Install CDP on a passive machine in a SQL Server cluster

Prerequisites

• Install CDP (Full installation) on the active node. Refer to Quick Start for details.

• While installing CDP on active node, make the passive node inactive. This step will ensure that:

  • the MS SQL instance restarts on the same node itself when the CDP installer prompts to restart the instance during installation.

  • the MS SQL instance does not move from one node to another.

Steps

The active and passive nodes share the same database. So, when you install CDP on a passive node, only the programs files such as DLL and properties file are installed on the passive node.

1. Double-click the setup.exe to launch the CipherTrust Database Protection for MS SQL Server InstallShield Wizard and click Next.

   

   Note

   If the installer detects that CDP is already installed on some instance of SQL Server, the installer prompts you to install CDP on other instances of SQL Server or to update/maintain the existing installation.

2. Select Install a new instance of this application and click Next.

   Note

   If the installer does not detect CDP, then the above prompt does not appear.

3. On the License Agreement screen of the InstallShield Wizard, select the I accept the terms of the license agreement option and click Next.

   

4. On the Setup Type screen of the InstallShield Wizard, select Files Only (Cluster)- Installs Failover Mode and Files and click Next.

   

5. On the Choose Destination Location screen of the InstallShield Wizard, provide a destination for the setup and files and click Next.

   

6. On the Database Connection screen of the InstallShield Wizard, enter the database connection parameters and click Next.

   The following table lists the parameters that are required when creating database connection.

   Parameter	Description
   Server Hostname or IP Address	The hostname or IP address of the machine where SQL Server is installed.

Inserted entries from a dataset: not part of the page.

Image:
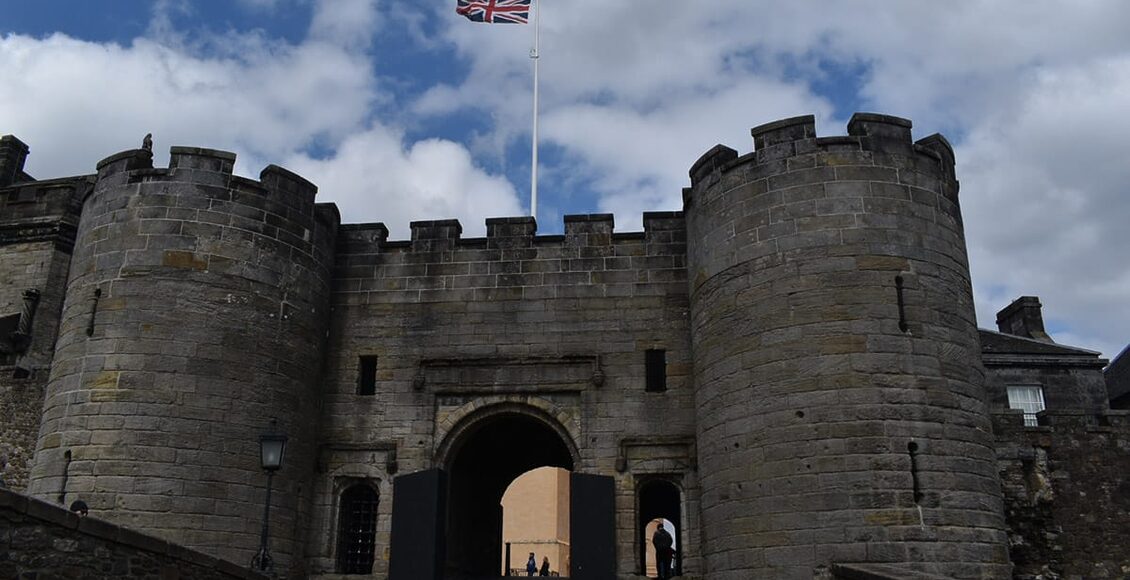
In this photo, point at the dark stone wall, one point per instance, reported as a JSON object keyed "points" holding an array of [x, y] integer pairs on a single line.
{"points": [[196, 312], [37, 223], [555, 327], [38, 539], [1067, 493]]}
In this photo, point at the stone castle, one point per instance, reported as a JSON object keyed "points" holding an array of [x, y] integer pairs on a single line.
{"points": [[789, 370]]}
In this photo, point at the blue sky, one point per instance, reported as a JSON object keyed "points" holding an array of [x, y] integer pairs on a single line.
{"points": [[401, 110]]}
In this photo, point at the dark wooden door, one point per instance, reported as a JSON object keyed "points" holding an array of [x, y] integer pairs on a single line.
{"points": [[418, 544], [592, 527]]}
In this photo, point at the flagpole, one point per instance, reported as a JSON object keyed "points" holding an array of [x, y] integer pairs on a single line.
{"points": [[533, 57]]}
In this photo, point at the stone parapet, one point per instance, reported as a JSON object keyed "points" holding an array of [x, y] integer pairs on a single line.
{"points": [[41, 539]]}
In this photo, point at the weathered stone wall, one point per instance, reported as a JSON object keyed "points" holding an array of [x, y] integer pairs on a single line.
{"points": [[462, 325], [840, 404], [38, 539], [37, 222], [1067, 494], [196, 312]]}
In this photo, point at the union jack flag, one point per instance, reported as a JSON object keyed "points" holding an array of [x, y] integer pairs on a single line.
{"points": [[495, 11]]}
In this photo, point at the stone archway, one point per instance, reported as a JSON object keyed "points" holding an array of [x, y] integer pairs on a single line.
{"points": [[481, 455]]}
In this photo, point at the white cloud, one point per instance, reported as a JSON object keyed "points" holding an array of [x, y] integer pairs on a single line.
{"points": [[76, 102], [1034, 96], [376, 178]]}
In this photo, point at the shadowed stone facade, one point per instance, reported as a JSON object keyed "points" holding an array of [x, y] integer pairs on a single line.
{"points": [[789, 370]]}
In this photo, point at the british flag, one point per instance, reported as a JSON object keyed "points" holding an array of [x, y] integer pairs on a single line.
{"points": [[495, 11]]}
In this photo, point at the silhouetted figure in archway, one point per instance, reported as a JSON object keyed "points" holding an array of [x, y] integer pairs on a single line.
{"points": [[663, 544]]}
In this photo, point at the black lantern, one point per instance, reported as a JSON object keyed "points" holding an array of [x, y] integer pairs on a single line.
{"points": [[271, 449]]}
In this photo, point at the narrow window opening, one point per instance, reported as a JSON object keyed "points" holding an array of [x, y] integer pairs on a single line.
{"points": [[1028, 399], [94, 311], [366, 379], [62, 484], [655, 362], [357, 530], [912, 449]]}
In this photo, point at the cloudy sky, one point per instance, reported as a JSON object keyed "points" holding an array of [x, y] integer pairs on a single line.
{"points": [[402, 110]]}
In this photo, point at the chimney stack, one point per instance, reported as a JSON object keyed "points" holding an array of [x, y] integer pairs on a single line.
{"points": [[1023, 318]]}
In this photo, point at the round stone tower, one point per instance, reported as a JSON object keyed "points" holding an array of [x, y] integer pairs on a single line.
{"points": [[196, 313], [839, 383]]}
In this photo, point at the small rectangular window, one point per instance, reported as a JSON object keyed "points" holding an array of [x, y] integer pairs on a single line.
{"points": [[655, 363], [366, 378], [1028, 399]]}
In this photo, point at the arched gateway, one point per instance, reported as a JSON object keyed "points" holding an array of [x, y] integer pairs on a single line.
{"points": [[448, 521]]}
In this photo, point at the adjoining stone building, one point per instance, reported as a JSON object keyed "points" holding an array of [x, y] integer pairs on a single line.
{"points": [[788, 370]]}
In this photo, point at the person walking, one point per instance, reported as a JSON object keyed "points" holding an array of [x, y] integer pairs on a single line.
{"points": [[663, 544]]}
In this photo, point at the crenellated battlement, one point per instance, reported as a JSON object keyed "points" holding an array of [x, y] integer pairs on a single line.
{"points": [[589, 260], [581, 230], [791, 145], [214, 167]]}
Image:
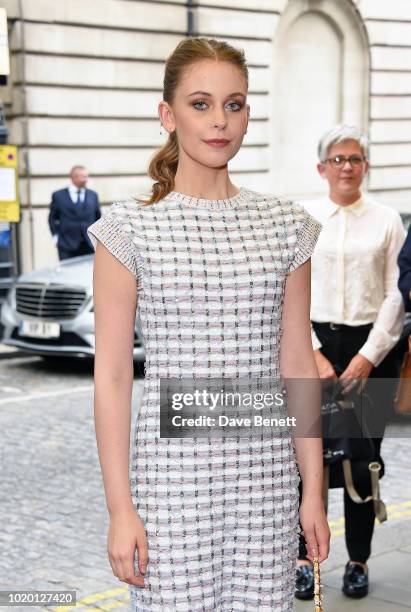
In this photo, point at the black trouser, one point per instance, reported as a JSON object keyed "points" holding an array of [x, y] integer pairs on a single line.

The default is local. In case of SQL Cluster setup, the IP address of the virtual server should be specified here.
   Instance Name	Specify the instance name. Use the instance name specified for the active node in the cluster.
   Database Name	Enter the name of the database where the metadata is installed. Use the database name specified for the active node in the cluster.

7. On the NAE Server Configuration screen of the Installation Wizard, enter the parameters to configure NAE Server and click Next.

   

   The following table lists the parameters that are required for NAE Server configuration.

   Parameter	Description
   IP address of NAE Server	The IP address of the NAE Server(s) that this client sends requests to. If you have a cluster of NAE Servers that you send requests to, specify the entire cluster here. You should separate IP addresses with a colon. You must specify an IP address and not a hostname.
   NAE Server Port	The port on which your NAE Server is listening to client requests; the default port is 9000.
   Connection Protocol	The protocol on which the NAE Server is establishing client connections. The default is TCP/IP. If you are setting up your CipherTrust Manager for the first time, it is recommended that you first establish connections over TCP/IP, and then gradually move on to SSL.

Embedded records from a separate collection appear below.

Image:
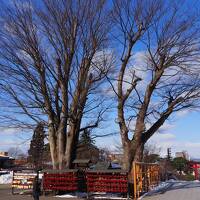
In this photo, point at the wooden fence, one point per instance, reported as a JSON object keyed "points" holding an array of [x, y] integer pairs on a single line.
{"points": [[145, 177]]}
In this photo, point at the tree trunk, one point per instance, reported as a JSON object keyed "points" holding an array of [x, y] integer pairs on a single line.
{"points": [[139, 152], [53, 149], [127, 157]]}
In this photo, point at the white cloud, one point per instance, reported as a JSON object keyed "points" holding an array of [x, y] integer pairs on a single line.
{"points": [[169, 140]]}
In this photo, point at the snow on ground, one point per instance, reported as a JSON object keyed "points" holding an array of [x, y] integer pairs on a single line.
{"points": [[96, 195], [6, 178], [171, 184], [73, 195]]}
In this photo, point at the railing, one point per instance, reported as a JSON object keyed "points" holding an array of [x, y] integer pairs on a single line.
{"points": [[114, 181], [145, 177], [22, 181]]}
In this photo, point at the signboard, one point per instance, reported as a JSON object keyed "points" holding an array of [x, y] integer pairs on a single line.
{"points": [[23, 181]]}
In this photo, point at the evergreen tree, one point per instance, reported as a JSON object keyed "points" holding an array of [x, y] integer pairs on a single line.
{"points": [[36, 150]]}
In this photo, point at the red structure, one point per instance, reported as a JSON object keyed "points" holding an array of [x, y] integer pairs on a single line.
{"points": [[107, 181], [60, 180], [196, 167]]}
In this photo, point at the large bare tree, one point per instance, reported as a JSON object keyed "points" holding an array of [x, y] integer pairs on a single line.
{"points": [[167, 78], [54, 59]]}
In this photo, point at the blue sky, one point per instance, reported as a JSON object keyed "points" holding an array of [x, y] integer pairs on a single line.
{"points": [[182, 132]]}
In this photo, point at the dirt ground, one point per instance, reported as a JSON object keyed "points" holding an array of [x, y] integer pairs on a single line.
{"points": [[6, 194]]}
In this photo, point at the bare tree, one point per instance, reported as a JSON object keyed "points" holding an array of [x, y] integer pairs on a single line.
{"points": [[167, 81], [53, 64]]}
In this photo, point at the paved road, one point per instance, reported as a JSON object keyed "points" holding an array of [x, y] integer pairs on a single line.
{"points": [[5, 194], [177, 191]]}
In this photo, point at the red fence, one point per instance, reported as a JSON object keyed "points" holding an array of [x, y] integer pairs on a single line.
{"points": [[107, 181], [62, 180]]}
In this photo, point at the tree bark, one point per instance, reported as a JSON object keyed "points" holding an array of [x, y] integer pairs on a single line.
{"points": [[53, 149]]}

   If you select Connection Protocol as SSL, following screen appears.

   

   The following table lists the parameters required for configuring SSL connection.

   Parameter	Description
   Server side authentication only	Select this option if you want only server side authentication to establish SSL connection between the NAE Server and the client. On selecting this option, client side authentication related parameters: Client Certificate File, Private Key File, Private Key Passphrase, and Confirm Passphrase are disabled.
   CA Certificate File	Location of the CA certificate that signed the certificate, which the NAE Server presents during the SSL handshake. This parameter is required for the client to trust the server. Rest of the parameters are required only if the NAE Server is enforcing client certification authentication, which means that the client must provide a certificate trusted by the server to establish a connection with that server.
   Client Certificate File	The location of the client certificate used to establish SSL connections with the NAE Server.
   Private Key File	The private key associated with the certificate.
   Private Key Passphrase	The passphrase associated with the certificate.
   Confirm Passphrase	Re-enter the passphrase.

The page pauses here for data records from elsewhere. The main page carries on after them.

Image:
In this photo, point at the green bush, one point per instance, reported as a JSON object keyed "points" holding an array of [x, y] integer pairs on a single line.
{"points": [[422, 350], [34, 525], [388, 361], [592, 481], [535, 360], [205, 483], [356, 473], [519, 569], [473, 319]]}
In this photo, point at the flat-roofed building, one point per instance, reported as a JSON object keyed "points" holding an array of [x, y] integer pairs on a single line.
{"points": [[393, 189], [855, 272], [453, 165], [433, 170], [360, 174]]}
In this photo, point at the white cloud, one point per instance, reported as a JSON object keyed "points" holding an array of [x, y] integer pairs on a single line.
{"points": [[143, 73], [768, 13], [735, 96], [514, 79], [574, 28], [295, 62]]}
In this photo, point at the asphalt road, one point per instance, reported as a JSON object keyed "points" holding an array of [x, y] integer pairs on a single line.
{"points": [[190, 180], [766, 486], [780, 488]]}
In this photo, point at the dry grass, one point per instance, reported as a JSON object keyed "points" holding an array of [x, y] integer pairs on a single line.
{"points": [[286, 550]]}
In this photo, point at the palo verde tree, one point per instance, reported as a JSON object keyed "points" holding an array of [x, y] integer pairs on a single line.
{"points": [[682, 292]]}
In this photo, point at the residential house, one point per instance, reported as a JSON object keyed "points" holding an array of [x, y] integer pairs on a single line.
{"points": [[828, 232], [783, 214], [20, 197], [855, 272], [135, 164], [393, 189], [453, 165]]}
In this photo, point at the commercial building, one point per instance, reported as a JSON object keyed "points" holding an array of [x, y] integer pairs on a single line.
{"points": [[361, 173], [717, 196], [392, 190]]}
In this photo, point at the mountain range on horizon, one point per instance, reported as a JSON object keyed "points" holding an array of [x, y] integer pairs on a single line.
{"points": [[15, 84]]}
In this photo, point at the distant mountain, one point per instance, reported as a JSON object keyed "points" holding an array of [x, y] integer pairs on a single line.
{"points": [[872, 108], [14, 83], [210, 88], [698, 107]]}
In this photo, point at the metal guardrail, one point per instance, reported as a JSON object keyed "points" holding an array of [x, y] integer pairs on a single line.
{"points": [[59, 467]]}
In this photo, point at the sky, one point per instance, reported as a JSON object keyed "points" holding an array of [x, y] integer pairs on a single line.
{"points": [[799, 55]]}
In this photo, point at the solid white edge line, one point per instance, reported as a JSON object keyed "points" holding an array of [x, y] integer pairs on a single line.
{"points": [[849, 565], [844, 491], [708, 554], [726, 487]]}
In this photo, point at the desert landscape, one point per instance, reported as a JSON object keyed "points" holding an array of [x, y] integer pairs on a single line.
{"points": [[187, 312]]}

8. On the Provider Configuration screen of the Installation Wizard, enter the CDP configuration information and click Next.

   

   The following table lists the parameters required for configuring provider.

   Parameter	Description
   Connection Pool	Determines the number of connections that are reserved for the stored procedures and UDFs to connect to the database. The default value is 10.
   Logging Level	Determines the level of logging that you want for CDP. The default is Log Errors and Warnings.
   Log File Directory	Specifies a name, and possibly a path, for the log file. The default is: C:\Program Files (x86)\CipherTrust\CDP_MSSQLServer\MSSQLSERVER
   Log Rotation Frequency	Specifies whether logs are rotated daily or once they reach a certain size. The default is Daily.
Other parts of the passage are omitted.